SAF-T reporting. The Standard Audit File for Tax purposes must include stock movement data. Companies using a WMS need to ensure it exports SAF-T-compatible records, particularly for goods receipts, dispatches and internal transfers.
Transport documents. Every movement of goods between warehouses or to a client requires a transport document (guia de transporte) communicated to the AT before the goods leave the premises. This rule applies even to internal transfers between facilities of the same company.

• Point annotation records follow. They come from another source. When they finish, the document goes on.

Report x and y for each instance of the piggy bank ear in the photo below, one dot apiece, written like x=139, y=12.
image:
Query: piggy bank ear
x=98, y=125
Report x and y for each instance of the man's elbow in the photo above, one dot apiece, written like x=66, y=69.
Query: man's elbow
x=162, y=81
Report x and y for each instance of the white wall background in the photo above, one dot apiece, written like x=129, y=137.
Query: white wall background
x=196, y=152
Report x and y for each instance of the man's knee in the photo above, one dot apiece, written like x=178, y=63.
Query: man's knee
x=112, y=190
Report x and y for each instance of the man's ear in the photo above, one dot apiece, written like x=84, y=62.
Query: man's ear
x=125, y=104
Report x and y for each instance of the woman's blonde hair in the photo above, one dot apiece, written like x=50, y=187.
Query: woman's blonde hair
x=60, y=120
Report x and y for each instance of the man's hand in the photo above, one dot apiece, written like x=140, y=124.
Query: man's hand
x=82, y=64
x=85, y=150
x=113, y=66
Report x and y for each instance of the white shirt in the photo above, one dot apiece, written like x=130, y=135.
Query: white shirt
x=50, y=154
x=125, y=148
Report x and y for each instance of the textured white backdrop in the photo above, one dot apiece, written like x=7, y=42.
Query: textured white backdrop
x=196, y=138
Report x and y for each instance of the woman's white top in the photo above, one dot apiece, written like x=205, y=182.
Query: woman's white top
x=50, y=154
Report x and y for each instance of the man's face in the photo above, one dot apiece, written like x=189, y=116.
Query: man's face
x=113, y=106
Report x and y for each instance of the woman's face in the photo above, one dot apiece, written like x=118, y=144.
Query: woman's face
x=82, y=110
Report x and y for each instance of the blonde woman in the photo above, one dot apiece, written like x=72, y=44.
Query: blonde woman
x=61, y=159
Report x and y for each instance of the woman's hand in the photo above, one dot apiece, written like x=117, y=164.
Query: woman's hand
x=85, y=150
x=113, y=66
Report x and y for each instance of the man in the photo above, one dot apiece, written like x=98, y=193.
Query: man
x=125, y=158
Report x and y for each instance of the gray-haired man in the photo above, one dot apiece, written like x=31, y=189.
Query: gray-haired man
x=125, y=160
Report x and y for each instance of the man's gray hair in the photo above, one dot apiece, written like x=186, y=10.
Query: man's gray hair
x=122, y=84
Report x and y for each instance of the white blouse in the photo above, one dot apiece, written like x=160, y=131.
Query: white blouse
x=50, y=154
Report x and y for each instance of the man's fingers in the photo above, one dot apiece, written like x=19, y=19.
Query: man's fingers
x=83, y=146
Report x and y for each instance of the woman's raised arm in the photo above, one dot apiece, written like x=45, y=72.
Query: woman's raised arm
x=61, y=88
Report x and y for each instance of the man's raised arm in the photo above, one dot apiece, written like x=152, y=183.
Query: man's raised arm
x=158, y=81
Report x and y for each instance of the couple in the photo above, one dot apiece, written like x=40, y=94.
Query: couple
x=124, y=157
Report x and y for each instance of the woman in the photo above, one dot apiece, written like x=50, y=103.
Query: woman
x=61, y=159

Frequently Asked Questions
FIFO dispatches goods in the order they were received. FEFO dispatches goods in the order they expire. Two batches received on different dates may have different expiry dates, so FEFO provides finer control for perishable or date-sensitive products.
The frequency depends on SKU classification. A-items with the highest value should be counted monthly. B-items can be counted quarterly. C-items need counting once or twice per year. Trigger-based counts should happen whenever the system flags a discrepancy.
A full WMS may be excessive for a warehouse with fewer than 500 SKUs and low daily movement volume. In those cases, a well-structured spreadsheet combined with barcode scanning can deliver acceptable accuracy. Once complexity grows, a WMS becomes essential to maintain control.
World-class operations maintain accuracy above 99.5 percent at the SKU-location level. A realistic first target for warehouses transitioning from manual processes is 97 percent, with a roadmap to reach 99 percent within 12 months through cycle counting and process improvements.
Fines range from 375 to 18 750 euros under the Regime Geral das Infracoes Tributarias. The obligation applies to companies with annual turnover above 100 000 euros. The valued inventory file must be submitted to the Tax Authority by 31 January each year.
RFID can replace barcodes in environments where bulk reading and no-line-of-sight scanning justify the higher tag and infrastructure costs. However, most warehouses use a hybrid approach with barcodes for item-level identification and RFID for pallet or container-level tracking.
ABC analysis identifies which products generate the most movement. Placing A-class items in the most accessible locations nearest to dispatch docks reduces travel time per pick. This layout optimisation can cut total picking labour by 20 to 30 percent without any technology investment.